BMD (g/cm2) was measured by DXA (Lunar DPX-L® 1.3z, Lunar Corporation, Madison, WI, USA) in total body, spine, leg, and arm with a total body scan. Femoral neck BMD was measured with a hip scan, as was the femoral neck width, a measurement often used as an estimate of bone size [1, 3]. Body weight and body height were measured by standard equipment and BMI then was calculated as weight/height squared (kg/m2). Femoral neck width was calculated from the AP hip scan as the femoral neck area divided by the scan length. Total body lean mass and total body fat mass were evaluated from the total body scan. Daily calibration of the apparatus was done with a Lunar® phantom. The coefficient of variation after repositioning 14 individuals was 0.4% for total body BMD, 1.6% for femoral neck BMD, 1.0% for lumbar spine BMD, 3.0% for arm and leg BMDs, 1.5% for femoral neck width, 1.5% for total body lean mass, and 3.7% for total body fat mass.

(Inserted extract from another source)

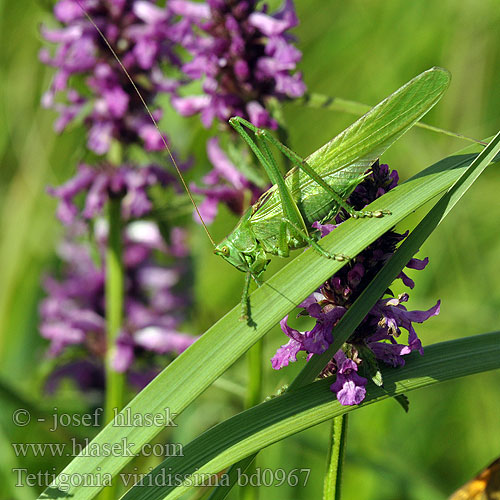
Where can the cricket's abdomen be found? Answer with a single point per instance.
(313, 202)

Statistical calculations were done with Statistica®, 7.1 (StatSoft, Tulsa, OK, USA). All data and comparisons were done separately for men and women. Descriptive data are presented as numbers with proportions (%), means ± SD, or as means with 95% CI. Individual Z scores, the number of SDs above or below the age-predicted mean, were derived by linear regression using the control cohort as a reference population. Group differences were evaluated by Student’s t-test as a parametric test, Fisher’s exact and chi-square tests as nonparametric tests, and analysis of covariance when adjusting the group comparison for covariates. Odds ratios (ORs) were calculated by logistic regression to estimate the risk of having OA with each SD higher total body BMD, higher BMI, higher percent fat mass, and each SD lower percent lean body mass.
Results
Individuals with hip OA had a phenotype with higher BMD, for women with a total body BMD Z score of 0.6, (95% CI, 0.3, 1.0) and for men of 0.5 (95% CI, 0.01, 1.0) (Table 2).
Table 2.
Anthropometry and BMD
| Parameter | Women | Men | ||||||
|---|---|---|---|---|---|---|---|---|
| Patients with osteoarthritis (n = 30) | Control subjects (n = 96) | p unadjusted | p adjusted | Patients with osteoarthritis (n = 32) | Control subjects (n = 91) | p unadjusted | p adjusted | |
| Anthropometry | ||||||||
| Total body fat mass (kg) | 28.1 (24.7, 31.5)* | 23.8 (22.1, 25.4)* | 0.02* | 0.08 | 22.8 (20.0, 25.7)* | 19.1 (17.7, 20.6)* | 0.02* | 0.25 |
| Total body lean mass (kg) | 37.3 (35.3, 39.2) | 38.8 (38.0, 39.7) | 0.10 | < 0.01* | 56.6 (53.5, 59.6) | 58.9 (57.3, 60.5) | 0.17 | < 0.01* |
| Proportion body fat (%) | 40.2 (37.4, 42.9)* | 36.1 (34.5, 37.6)* | < 0.01* | 0.08 | 27.0 (24.7, 29.3)* | 23.6 (22.2, 25.1)* | < 0.01* | 0.18 |
| Proportion lean mass (%) | 55.0 (52.3, 57.7)* | 61.1 (59.6, 62.6)* | < 0.001* | < 0.001* | 68.3 (66.0, 70.6)* | 74.2 (72.6, 75.7)* | < 0.001* | < 0.01* |
| BMD (g/cm2) | ||||||||
| Total body | 1.08 (1.04, 1.13)* | 1.01 (0.99, 1.04)* | < 0.01* | 0.03* | 1.22 (1.17, 1.27* | 1.17 (1.14, 1.19)* | 0.03* | 0.15 |
| Spine | 1.06 (1.00, 1.12)* | 0.97 (0.94, 1.00)* | < 0.01* | 0.02* | 1.16 (1.10, 1.22) | 1.10 (1.07, 1.14) | 0.12 | 0.38 |
| Leg | 1.06 (1.01, 1.11) | 1.04 (1.01, 1.07) | 0.41 | 0.83 | 1.30 (1.24, 1.36) | 1.28 (1.26, 1.31) | 0.56 | 0.90 |
| Arm | 0.81 (0.77, 0.85)* | 0.74 (0.72, 0.76)* | < 0.01* | 0.02* | 0.99 (0.95, 1.04)* | 0.94 (0.92, 0.96)* | 0.03* | 0.10 |
| Hip femoral neck | 0.90 (0.84, 0.96)* | 0.81 (0.78, 0.84)* | < 0.01* | 0.03* | 1.00 (0.93, 1.08) | 0.95 (0.91, 1.00) | 0.28 | 0.81 |
| Bone size (cm) | ||||||||
| Femoral neck width | 3.51 (3.30, 3.74) | 3.46 (3.40, 3.52) | 0.46 | 0.78 | 4.12 (3.98, 4.28)* | 3.96 (3.89, 4.04)* | 0.05* | 0.14 |
BMD = bone mineral density; data shown as unadjusted means with 95% CI in brackets; group comparisons were made unadjusted and adjusted for body size (BMI); * statistically significant differences.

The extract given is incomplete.